A ceasefire and a reopened strait would be real achievements. What they would not be is an answer to the question I asked last June. That question requires a different instrument entirely, such as inspectors, cameras, material accountancy, and a political framework that makes it rational for Iran to allow them back in.
Those instruments exist. They were working, imperfectly, before 2021. Building them back will be harder after this war than it would have been before it. And there is a harder truth under that: even if access were restored tomorrow, the continuity of knowledge record broken in 2021 cannot be reconstructed retroactively. The gap may already be permanent. That is the accounting the coverage keeps missing.
Appendix: Uranium enrichment in plain English
Uranium, as it comes out of the ground, is mostly useless for either reactors or weapons. Not because it lacks energy, it has plenty, but because it comes in the wrong form.
Natural uranium is a mixture of two types of uranium atoms, called isotopes. About 99.3 percent of it is a variant called U-238. The remaining 0.7 percent is U-235. Only U-235 can sustain the kind of chain reaction you need for a reactor or a bomb. The overwhelming majority of what you dig up is the wrong kind.
Enrichment is simply the process of concentrating the useful minority. You take natural uranium and you increase the percentage of U-235, separating it from the U-238, until you have a material with a higher concentration of the isotope you actually want.
Different applications need different concentrations:
The 2015 nuclear deal (the JCPOA) allowed Iran to enrich only to 3.67 percent, the low end of reactor fuel. After the United States withdrew from that agreement in 2018, Iran began exceeding those limits. By late 2024 it had reached 60 percent, which is a level the IAEA has said explicitly has no credible civilian justification. It is not reactor fuel. It is not research material. It is a hedge.
How the machines work
The way you enrich uranium today is with centrifuges. A centrifuge is essentially a very fast-spinning cylinder, think 50,000 to 70,000 rotations per minute, into which you feed uranium in gas form. I wrote about them last summer.

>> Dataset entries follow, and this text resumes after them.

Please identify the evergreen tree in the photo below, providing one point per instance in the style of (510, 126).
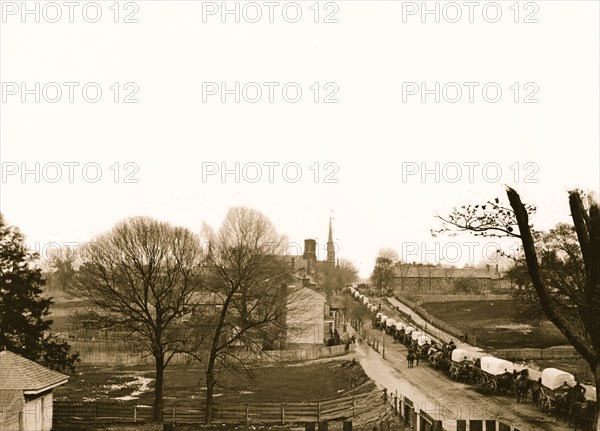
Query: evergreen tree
(24, 327)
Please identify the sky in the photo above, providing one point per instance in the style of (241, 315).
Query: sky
(378, 114)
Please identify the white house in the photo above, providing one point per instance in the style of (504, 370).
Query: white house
(309, 324)
(26, 393)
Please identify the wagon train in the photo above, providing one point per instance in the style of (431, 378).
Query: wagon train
(555, 391)
(462, 364)
(423, 346)
(555, 387)
(494, 375)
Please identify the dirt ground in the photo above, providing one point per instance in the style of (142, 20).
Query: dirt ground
(442, 397)
(497, 324)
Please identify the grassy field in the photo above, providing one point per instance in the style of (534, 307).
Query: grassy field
(186, 386)
(497, 324)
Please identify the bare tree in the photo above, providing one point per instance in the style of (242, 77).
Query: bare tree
(360, 314)
(571, 302)
(60, 268)
(141, 276)
(249, 275)
(383, 272)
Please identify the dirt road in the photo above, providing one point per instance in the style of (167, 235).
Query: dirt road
(441, 397)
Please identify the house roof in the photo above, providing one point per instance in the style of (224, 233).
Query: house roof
(17, 372)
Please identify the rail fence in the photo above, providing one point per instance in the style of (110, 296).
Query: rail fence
(455, 298)
(558, 352)
(119, 353)
(248, 413)
(419, 420)
(561, 352)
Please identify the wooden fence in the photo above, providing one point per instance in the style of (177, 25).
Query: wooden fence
(419, 420)
(453, 298)
(563, 352)
(114, 353)
(249, 413)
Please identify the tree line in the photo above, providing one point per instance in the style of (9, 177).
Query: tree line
(210, 295)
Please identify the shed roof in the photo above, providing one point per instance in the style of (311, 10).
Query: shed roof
(17, 372)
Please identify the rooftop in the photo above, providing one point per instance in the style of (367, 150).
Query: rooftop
(17, 372)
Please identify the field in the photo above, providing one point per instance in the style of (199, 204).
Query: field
(117, 389)
(186, 386)
(496, 324)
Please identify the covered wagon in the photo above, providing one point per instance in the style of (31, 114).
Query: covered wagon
(390, 326)
(555, 384)
(423, 339)
(553, 378)
(462, 365)
(495, 374)
(399, 332)
(408, 330)
(382, 323)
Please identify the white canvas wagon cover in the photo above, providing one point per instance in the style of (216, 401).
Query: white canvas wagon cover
(459, 355)
(554, 378)
(496, 366)
(416, 334)
(423, 339)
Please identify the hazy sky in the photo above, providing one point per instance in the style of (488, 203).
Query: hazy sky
(332, 119)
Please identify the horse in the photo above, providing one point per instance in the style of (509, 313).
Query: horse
(561, 406)
(522, 387)
(410, 359)
(536, 392)
(583, 415)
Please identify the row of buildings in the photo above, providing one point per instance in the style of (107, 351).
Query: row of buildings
(427, 278)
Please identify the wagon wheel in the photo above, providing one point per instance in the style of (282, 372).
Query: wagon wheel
(491, 385)
(545, 403)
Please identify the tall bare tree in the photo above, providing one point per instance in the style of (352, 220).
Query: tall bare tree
(141, 276)
(383, 272)
(572, 302)
(249, 275)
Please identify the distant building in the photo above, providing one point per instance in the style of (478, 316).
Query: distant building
(330, 248)
(311, 323)
(26, 393)
(424, 278)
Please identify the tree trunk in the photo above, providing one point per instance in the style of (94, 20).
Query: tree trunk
(158, 390)
(210, 385)
(595, 422)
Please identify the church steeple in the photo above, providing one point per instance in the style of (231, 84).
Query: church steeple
(330, 247)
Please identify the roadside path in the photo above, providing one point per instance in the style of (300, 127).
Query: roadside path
(442, 398)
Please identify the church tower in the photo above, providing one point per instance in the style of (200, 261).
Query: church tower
(330, 248)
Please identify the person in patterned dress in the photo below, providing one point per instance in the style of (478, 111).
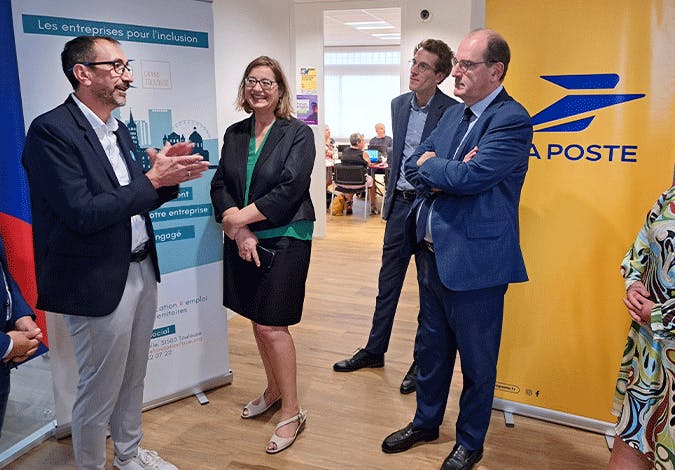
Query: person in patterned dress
(645, 390)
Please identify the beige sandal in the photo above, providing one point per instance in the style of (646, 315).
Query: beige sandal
(282, 443)
(251, 410)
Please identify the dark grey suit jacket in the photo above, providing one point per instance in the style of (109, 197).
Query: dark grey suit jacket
(81, 214)
(400, 113)
(280, 181)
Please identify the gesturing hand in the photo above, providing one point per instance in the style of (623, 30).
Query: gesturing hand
(170, 167)
(637, 302)
(246, 243)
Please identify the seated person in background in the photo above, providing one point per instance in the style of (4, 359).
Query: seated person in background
(355, 155)
(330, 155)
(330, 143)
(381, 139)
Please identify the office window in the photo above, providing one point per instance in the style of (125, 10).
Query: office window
(359, 85)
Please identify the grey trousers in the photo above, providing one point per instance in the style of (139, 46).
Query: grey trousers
(112, 355)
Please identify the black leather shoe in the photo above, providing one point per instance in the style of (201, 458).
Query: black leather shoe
(405, 438)
(359, 360)
(462, 459)
(410, 380)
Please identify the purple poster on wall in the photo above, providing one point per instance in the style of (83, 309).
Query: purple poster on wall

When the gas spins that fast, the slightly heavier atoms drift toward the outer wall. The slightly lighter U-235 atoms stay a little more concentrated toward the center. You draw off the two streams separately. One stream is now marginally richer in U-235. The other is marginally poorer.
The key word is “marginally.” A single centrifuge produces an almost undetectable enrichment. To get anywhere useful, you chain hundreds or thousands of machines together, the output of one feeds into the next, in what is called a cascade. Each machine nudges the concentration a little higher. By the end of the cascade, you have meaningfully enriched uranium.
Why centrifuges are hard to build
The rotor has to spin at tens of thousands of RPM without tearing itself apart, which requires exotic materials and extraordinary precision manufacturing. The uranium gas is chemically aggressive and will corrode most ordinary materials on contact. The specialized components, including specific carbon fiber grades, precision bearings, vacuum systems, are tightly controlled by international export regulations, which is why the supply chain for centrifuge parts has been one of the main targets of nonproliferation enforcement for decades.
Iran has been working around those controls since the 1980s, initially using designs obtained through the Pakistani nuclear black market. Its more recent centrifuge generations are domestically developed and significantly more capable than what it started with. Thirty years of institutional knowledge cannot be destroyed by bombing a building.